Он ведь и напомнил в предисловии к первому роману цикла об архаичном жанре, обретающем новую жизнь. Почин положил. А там пошло-поехало. «Сагами» стали именовать весьма разные (и разнокачественные) объемные прозаические сочинения, в которых запечатлевалась жизнь нескольких поколений. От бесспорных шедевров («Будденброки» Томаса Манна) до могучих советских опупей, отменно сочетавших незаменимую партийно-народную «идейность» (или как это там у них называлось?) с завлекательностью тогда еще недоступных нашему человеку мыльнооперных сериалов.
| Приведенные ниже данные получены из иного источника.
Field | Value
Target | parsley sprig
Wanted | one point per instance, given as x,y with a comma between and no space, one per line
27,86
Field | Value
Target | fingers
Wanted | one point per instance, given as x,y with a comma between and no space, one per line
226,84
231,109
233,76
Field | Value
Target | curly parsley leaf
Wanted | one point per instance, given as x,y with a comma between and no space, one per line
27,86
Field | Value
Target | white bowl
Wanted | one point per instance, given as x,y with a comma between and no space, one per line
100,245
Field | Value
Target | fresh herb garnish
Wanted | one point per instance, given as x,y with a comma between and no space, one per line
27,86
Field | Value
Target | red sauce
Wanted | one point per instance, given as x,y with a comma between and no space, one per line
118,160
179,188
Возрождение славного жанра случилось в последние годы, когда «вдруг» выяснилось, что постсоветскому человеку хочется (и даже очень) читать длинные истории про обычных людей. А вовсе не те залихватские (и в то же время занудные), изобилующие условностями, нашпигованные плохо законспектированной мифологией и доморощенной философией, блещущие всеми «модернистскими» (столетней выдержки) заморочками опусы, которыми его азартно потчевали с самого начала нового — свободного — этапа существования русской литературы. Постмодернисты споро переквалифицировались в «реалистов». Где тут кончалась новейшая идеология (заказ на оправдание советчины под лакомым соусом все сложнее) и начинались рыночные игры, где срабатывал циничный расчет, а где — естественная тоска по читателю, разобраться трудно. Факт тот, что «сага» оказалась востребованной. Но при этом «многоцветной» — иногда демонстративно «жизнеподобной», иногда — приправленной сериальными кульбитами, а иногда не менее «интеллектуальной», чем прежние творения раскаявшихся постмодернистов. При таком изобилии, конечно же, нужно расставить акценты. Выявить победителя. Чемпиона. Суперсагера.
Как найти? Да учредить спецпремию за «сагу». С жюри, номинаторами, лонг-шорт-листами, обедом-фуршетом и призовым фондом. То-то было бы раздолье критикам: выясняй до посинения, кто у нас распрекрасная сага саговна, а кто всего лишь роман романыч? Но славные организаторы литературного процесса то ли спонсора не нашли (все в «Большую книгу» вложились), то ли от множества премиальных разборок устали… Предпочли двинуться неторной тропой. Все гениальное просто. Зачем огород городить, уставы сочинять, на церемонии тратиться, если триумфатора можно просто назначить?
Принес автор в издательство роман. Большой. Семейный. С прибамбасами, но понятный. Читабельный, но и для хитромудрых интерпретаций пригодный. Выпускаем. А на обложке — под эффектным заголовком — лепим заветное: Самая необычная семейная сага. Ага. Куда там Форсайтам с Будденброками. Или Маркесу с его столетним одиночеством. Качество гарантировано!
А чтоб у покупателя и тени сомнения не было, используем и заднюю обложку. Знай наших — как знают их в просвещенном мире. Благословен год, месяц, день и час, когда я прочел высокое творенье самого талантливого из молодых русских писателей…. Франческо Петрарка.
Как Петрарка? Он же помер в 1374 году? Правда? Промашка вышла. Не Петрарка. Джонатан Свифт. Который про лилипутов… Как, и он в лучший мир отбыл? В 1745-м? Позже, чем Петрарка, но раньше, чем «самый талантливый» родился. Ох, крохоборы… Ладно, не Свифт — Белль, Хемингуэй, Камю… И эти не дожили до светлого праздничка? А есть кто живой? Мураками еще дышит? Или этот, как его, Акройд? Вот и ставим подпись: Кутзее-Павич-Перес-Реверте. И конструкцию маленько перестроим. Без вывертов оно весомей будет: Имярек Имяреков — один из самых талантливых русских молодых писателей. Может быть, самый талантливый.
Так и видишь почтенного мэтра, перекладывающего кириллические книги, рукописи, распечатки из электрического интернета. И тот, кажись, хорош, и этот, но все же… Нет, не зря постигал властитель дум славянское наречье. Не попусту, забыв собственные замыслы, просиживал дни и ночи над сагами, сложенными в таинственной стране многоглавых храмов, серо-буро-малиновых медведей и развесистой клюквы. Нашел-таки истинного наследника Толстоевского, Тургехова и Белобокова. Вот он: Имярек Имяреков!